Just because information exists somewhere doesn’t really fit a reasonable definition of “freely available.” Is the absence of that information on campaign reports going to bring out the investigative reporter in all of us? Does it now?
It does add an additional layer of bureaucracy and compliance,…
Blatantly false sophomoronic scare tactic–the Supervisor of Elections isn’t going to be adding a research staff to ferret out the information! There’ll probably just be one more box on the campaign finance report for the campaign treasurer to fill in, when required. What’s the burden in that? Writer’s cramp?
…which could have a chilling effect on free speech…
If by “free speech” you mean “money is speech,” and by “chilling effect” you mean “intended to prevent the hiding of anonymous sources bankrolling local campaigns,” then, yeah, it would. But if it’s so nearly effortless to get that information, as the writer suggests, then wouldn’t that already have the chilling effect?
…and the process of determining whose name gets reported as part of a corporate or organizational contribution.
If a company contributes and the CFO signs the check, who do you report, the CFO or the CEO? Police and fire unions often have PACs that give to whichever candidate union members decide to endorse. Who do you report, the union president, the PAC chairman or the members that voted for that specific endorsement?
I’m pretty sure a lawyer can be found who can address those criteria, don’t you think?
This doesn’t increase disclosure,…
It discloses non-obvious information in an obvious, readily available format. If it’s supposedly so trivially easy for the public to get that information now, then why all the fuss about someone having to include it on a routine campaign report?

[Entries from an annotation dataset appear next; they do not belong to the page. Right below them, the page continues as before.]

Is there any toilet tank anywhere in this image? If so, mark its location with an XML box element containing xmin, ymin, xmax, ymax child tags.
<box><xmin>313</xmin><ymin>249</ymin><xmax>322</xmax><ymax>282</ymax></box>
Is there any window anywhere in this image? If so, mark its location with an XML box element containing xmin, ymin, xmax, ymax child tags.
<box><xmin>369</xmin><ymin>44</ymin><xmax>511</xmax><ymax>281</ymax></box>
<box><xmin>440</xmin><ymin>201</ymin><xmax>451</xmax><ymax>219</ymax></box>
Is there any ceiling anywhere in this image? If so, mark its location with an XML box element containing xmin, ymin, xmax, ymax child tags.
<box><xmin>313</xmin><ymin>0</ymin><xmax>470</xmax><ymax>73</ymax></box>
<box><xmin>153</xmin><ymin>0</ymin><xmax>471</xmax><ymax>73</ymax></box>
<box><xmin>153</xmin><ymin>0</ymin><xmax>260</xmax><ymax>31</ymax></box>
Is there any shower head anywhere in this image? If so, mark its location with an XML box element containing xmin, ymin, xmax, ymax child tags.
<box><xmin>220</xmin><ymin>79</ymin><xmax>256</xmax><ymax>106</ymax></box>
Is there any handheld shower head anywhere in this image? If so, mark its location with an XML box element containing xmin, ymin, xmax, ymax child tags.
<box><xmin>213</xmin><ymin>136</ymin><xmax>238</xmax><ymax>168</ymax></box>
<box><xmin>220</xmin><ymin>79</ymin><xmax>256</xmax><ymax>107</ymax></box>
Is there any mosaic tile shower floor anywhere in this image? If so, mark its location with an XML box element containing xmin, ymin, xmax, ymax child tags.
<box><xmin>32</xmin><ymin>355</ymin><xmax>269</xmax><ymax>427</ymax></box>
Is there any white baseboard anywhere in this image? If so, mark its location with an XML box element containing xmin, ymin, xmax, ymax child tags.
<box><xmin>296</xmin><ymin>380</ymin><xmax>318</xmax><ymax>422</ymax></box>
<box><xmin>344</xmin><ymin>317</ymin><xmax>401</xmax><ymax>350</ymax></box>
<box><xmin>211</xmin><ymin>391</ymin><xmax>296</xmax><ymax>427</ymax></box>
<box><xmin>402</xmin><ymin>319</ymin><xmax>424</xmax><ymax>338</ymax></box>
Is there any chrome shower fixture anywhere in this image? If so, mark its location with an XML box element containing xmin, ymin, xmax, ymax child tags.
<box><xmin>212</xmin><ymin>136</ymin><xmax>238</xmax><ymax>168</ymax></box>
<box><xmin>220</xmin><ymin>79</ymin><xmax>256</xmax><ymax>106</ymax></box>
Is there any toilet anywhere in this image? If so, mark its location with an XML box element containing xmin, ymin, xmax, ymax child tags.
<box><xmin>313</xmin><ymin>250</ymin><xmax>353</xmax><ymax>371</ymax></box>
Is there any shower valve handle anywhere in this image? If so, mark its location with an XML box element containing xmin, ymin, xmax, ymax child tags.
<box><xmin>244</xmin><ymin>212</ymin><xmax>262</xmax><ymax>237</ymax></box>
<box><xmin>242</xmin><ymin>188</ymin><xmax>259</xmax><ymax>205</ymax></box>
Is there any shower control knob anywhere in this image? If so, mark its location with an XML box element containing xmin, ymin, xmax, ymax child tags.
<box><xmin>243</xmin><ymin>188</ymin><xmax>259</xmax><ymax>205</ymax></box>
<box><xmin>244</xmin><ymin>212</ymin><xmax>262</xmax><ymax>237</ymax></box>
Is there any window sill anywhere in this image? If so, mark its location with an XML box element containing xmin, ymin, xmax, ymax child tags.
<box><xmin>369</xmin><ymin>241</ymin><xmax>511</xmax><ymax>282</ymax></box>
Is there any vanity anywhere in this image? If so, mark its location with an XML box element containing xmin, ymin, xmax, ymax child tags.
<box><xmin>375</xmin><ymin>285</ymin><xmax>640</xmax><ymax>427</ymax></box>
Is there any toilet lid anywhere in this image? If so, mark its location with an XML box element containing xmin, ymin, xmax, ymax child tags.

…it hands Hutchinson’s allies an enemies list on a silver platter.
If you can believe the letter’s second paragraph–“no information that isn’t already reported or freely available”–wouldn’t you expect “Hutch and his allies” to already have it? And wouldn’t these same disclosure requirements also apply to “Hutch and his allies?”
The writer completely whitewashes the point of the proposal: it takes considerable time, effort and specialized knowledge on the part of individual voters to dredge up such information, if it can be found at all. Furthermore, if the information is as readily available as he wants you to believe, how can it simultaneously be such an onerous burden to report it?
Yeah, make this all about Hutch instead of the corrupting influence of money on the political process. We don’t want people to be persuaded by, you know, actual facts.
Seems to me somebody’s already compiled an enemies list, and “Hutch and his allies” appear to be near the top.